Ventajas y desventajas
Uruguay cuenta con algunas ventajas y otras desventajas para insertarse de buena manera en Japón. Entre las ventajas, Uruguay es un país exportador neto, sus empresarios tienen un gran conocimiento del mercado internacional y de cómo aprovechar las oportunidades que se generan en las distintas plazas de destino. Además, entre los exportadores hay una empresa propiedad de una firma japonesa (BPU) y otra que ya trabaja con este destino desde Estados Unidos, caso de Marfrig.
Además, teniendo en cuenta lo protegido que es el mercado japonés, los países que pueden acceder a esta plaza son pocos. Uruguay es el único del Mercosur habilitado; el otro de la región que accede es Chile, pero cuenta con escaso volumen. La hacienda en Uruguay cotiza a precios inferiores a la de los principales proveedores, tanto Australia como Estados Unidos.
Entre las desventajas, la que rompe los ojos es la distancia. Japón está al otro lado del mundo, por lo que el viaje es muy largo, y hay que competir con Australia que, en pocos días, su producto está arribando a destino.

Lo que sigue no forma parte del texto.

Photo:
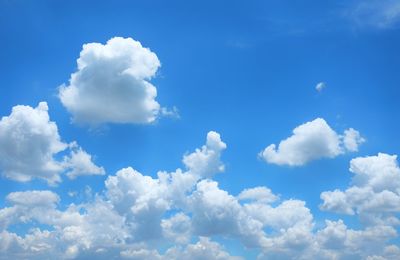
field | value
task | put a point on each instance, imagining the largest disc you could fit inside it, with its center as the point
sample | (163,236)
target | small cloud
(320,86)
(378,14)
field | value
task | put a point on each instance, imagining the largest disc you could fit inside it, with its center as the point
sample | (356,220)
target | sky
(199,129)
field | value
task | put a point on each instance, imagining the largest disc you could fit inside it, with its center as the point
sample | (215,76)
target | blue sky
(247,70)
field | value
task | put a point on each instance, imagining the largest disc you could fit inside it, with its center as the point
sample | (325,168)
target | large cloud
(311,141)
(182,210)
(29,142)
(375,193)
(112,84)
(379,14)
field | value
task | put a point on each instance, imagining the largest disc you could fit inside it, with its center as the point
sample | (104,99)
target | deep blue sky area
(246,69)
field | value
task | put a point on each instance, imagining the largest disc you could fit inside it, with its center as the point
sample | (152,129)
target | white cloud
(352,140)
(320,86)
(203,249)
(375,194)
(135,214)
(206,161)
(29,141)
(380,14)
(311,141)
(80,163)
(112,84)
(261,194)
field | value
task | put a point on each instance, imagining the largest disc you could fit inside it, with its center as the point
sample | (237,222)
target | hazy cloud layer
(112,84)
(312,141)
(29,142)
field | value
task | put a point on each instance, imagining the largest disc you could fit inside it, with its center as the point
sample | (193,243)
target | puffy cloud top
(311,141)
(29,141)
(111,84)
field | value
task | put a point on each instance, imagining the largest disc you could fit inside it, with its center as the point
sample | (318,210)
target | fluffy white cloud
(112,84)
(29,141)
(136,214)
(261,194)
(380,14)
(203,249)
(320,86)
(206,161)
(352,140)
(311,141)
(80,163)
(375,194)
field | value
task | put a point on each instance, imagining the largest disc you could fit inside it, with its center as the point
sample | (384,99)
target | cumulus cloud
(261,194)
(183,209)
(112,84)
(80,163)
(320,86)
(29,143)
(206,161)
(311,141)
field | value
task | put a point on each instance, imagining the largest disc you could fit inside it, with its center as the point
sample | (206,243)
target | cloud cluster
(375,193)
(29,142)
(184,209)
(112,84)
(311,141)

Las demás desventajas son salvables, pero hay que trabajar para ello. Una es el diferencial arancelario respecto a Australia, quien goza de un Tratado de Libre Comercio con Japón (JAEPA) por el cual cada 1º de abril su arancel baja. Uruguay pagará 38,5% de impuesto para ingresar con el producto congelado y enfriado. Australia actualmente paga 29,3% por el enfriado y 26,9% por el congelado, tarifas que volverán a reducirse a partir del 1º de abril (a 28,8% y 26,6%, respectivamente). El programa de desgravación llega hasta principios de la década de 2030 con tarifas que caerán hasta un piso de 19% para el congelado.
Nada impediría a Uruguay llegar a un acuerdo similar con Japón para comenzar un proceso de gradual reducción arancelaria. Lo que se precisa es voluntad política.
La otra desventaja es que los competidores hace muchos años que trabajan con sus clientes en Japón, por lo que tienen los canales de distribución bien aceitados y su producto es conocido y valorado. Pero en esto también, es cuestión de ponerse a trabajar.
Como dijo González, “el desafío recién comienza”.